Öncelikle 15 Temmuz FETÖ hain darbe girişimini Türkiye Kamu Sen olarak nefretle ve şiddetle kınadığımızı belirtmek isterim. Bütün terör örgütlerine karşı yapılan demokrasi yürüyüşlerine katılarak birlik ve beraberliğimizi dosta, düşmana gösterdik.
Hain darbe girişiminin ardından ülkemizde bütün kurum ve kuruluşların terör örgütünden arındırılması amacıyla bir takım tedbirler yürürlüğe girdi.
Bu doğrultuda 100 bin kamu görevlisi açığa alındı. 60 binden fazla kamu çalışanı meslekten ihraç edildi bir kısmı ise gözaltına alındı. Birçok Kamu görevlisinin FETÖ ile hiçbir bağı olmadığı halde asılsız ihbarlar yoluyla halen açığa alınmaktadırlar. Diğer taraftan Kamu kurum ve kuruluşların da büyük bir huzursuzluk yaşandığı, Kamu görevlilerinin yaşanan belirsizlik nedeniyle büyük bir panik içinde olduğu, birçoğunun emekli olmaya hazırlandığı gözlenmektedir.
Anketimiz 7.254 Kamu görevlisi ile gerçekleştirildi.
Ankete katılanların %70.6’sı açığa alma ya da ihraç edilen arkadaşları nedeniyle iş yükünün arttığını belirtti.

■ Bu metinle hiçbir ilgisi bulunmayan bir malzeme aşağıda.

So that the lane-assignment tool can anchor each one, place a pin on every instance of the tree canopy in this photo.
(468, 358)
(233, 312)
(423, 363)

Ankette ortaya çıkan en dikkat çekici sonuçlardan bir tanesi, kamu görevlilerinin, mesai arkadaşlarının gerçekten terör örgütü üyesi olmasına inanmadıkları şeklinde ortaya çıktı.

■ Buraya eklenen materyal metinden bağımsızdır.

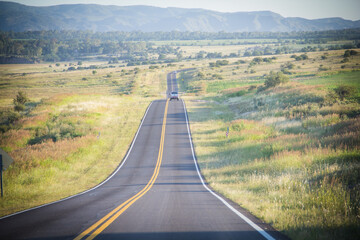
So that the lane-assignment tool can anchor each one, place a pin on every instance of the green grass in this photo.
(74, 132)
(331, 81)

Açığa alma ve ihraçlarda Adalet yok.
Açığa alma ve ihraçlarda adil bir şekilde gerçekleştiğine inananların oranı yüzde 2.4 inanmayanların oranı yüzde 97.9 olarak belirlendi.
Memur örgüt yapılanmasının tamamen yok edileceğine inanmıyor. Ankete katılanların %6.1 bu tedbirlerin kamuda ki örgüt yapılanmasının tamamen yok edeceğini düşünürken %93.9’u alınan tedbirlere rağmen yapılanmanın tam olarak bertaraf edileceğine inanmıyor.

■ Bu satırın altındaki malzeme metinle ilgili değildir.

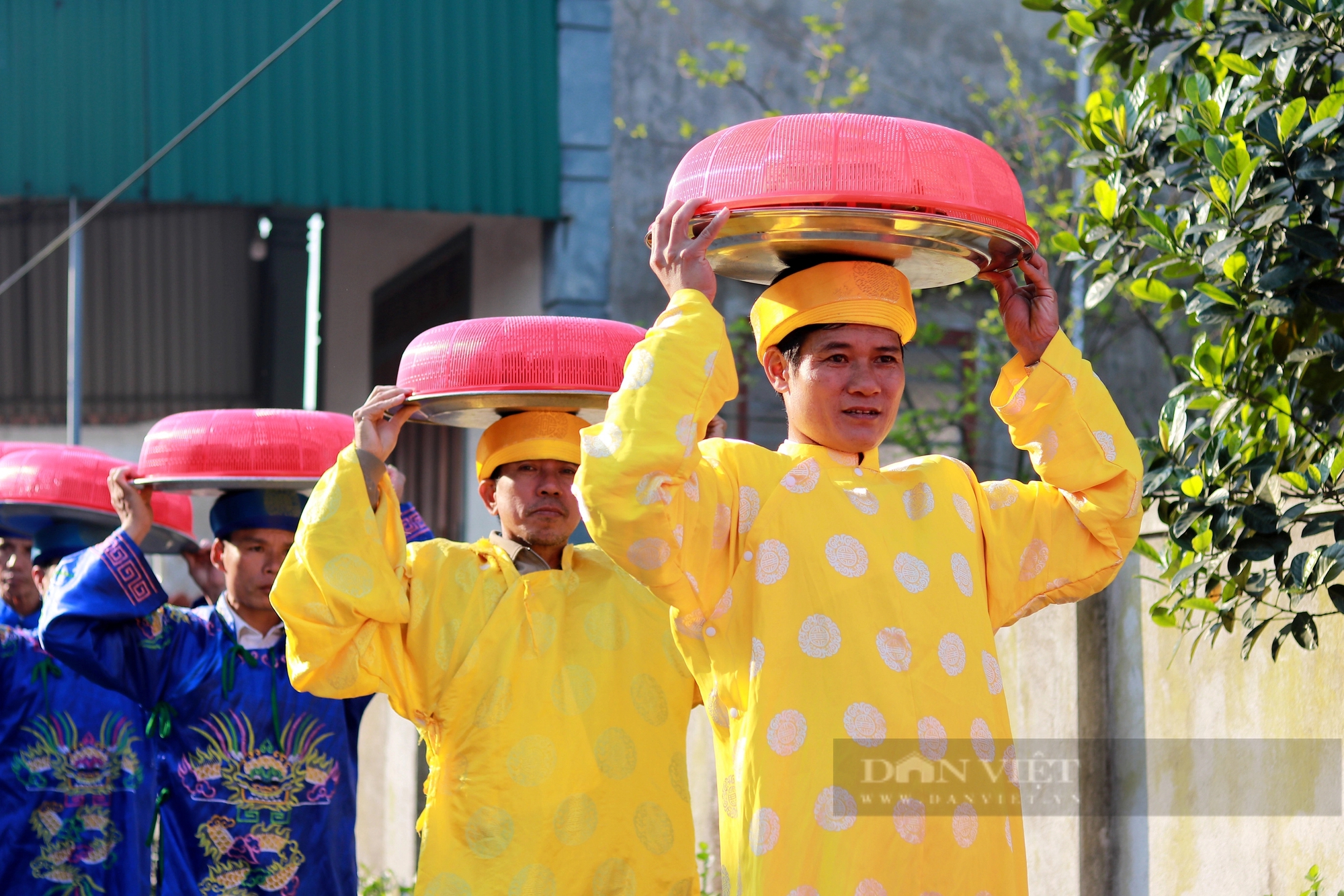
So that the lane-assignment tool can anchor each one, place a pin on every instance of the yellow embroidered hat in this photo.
(835, 294)
(532, 436)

Açığa alınma ve ihraçlar nedeniyle hizmet kalitesinde düşüşler oldu
Memurların %85.9 ‘u bu süreçte performanslarının düştüğünü %86.2’si görev yaptığı kurumun hizmetlerinde aksamalar olduğunu ifade ettiler.
Memurlar “böyle giderse sıra bir gün bana da gelecek' endişesi taşıyor.
Buna göre ankete katılan memurların %92.4’ü bu uygulamalardan olumsuz etkilendiğini belirtirken %81.6’sı ise “böyle giderse bir gün sıra bana da gelecek' endişesi taşıdığını ifade etti.
Bu süreçte her üç memurdan biri tehdit edildi. %35.3
Tehditle karşılaşmadığını ifade edenlerin oranı %64.7 olarak belirlendi.
OLAĞAN ÜSTÜ HAL DEĞİL, OLAĞAN HALE DÖNMEK ZORUNDAYIZ.
Anket sonuçları bizim tahminlerimizin de ötesinde bir vahameti ortaya koymaktadır.
15 Temmuz sonrasında yaşananlardan doğrudan etkilenen kamu görevlilerinin içinde bulundukları durumun incelenmesi açısından bu anket son derece önemli ve dikkate alınması gereken sonuçlar içermektedir.
Hiç kimsenin terör örgütleriyle mücadeleye hayır demek gibi bir ihanet içerisinde olamayacağı açıktır.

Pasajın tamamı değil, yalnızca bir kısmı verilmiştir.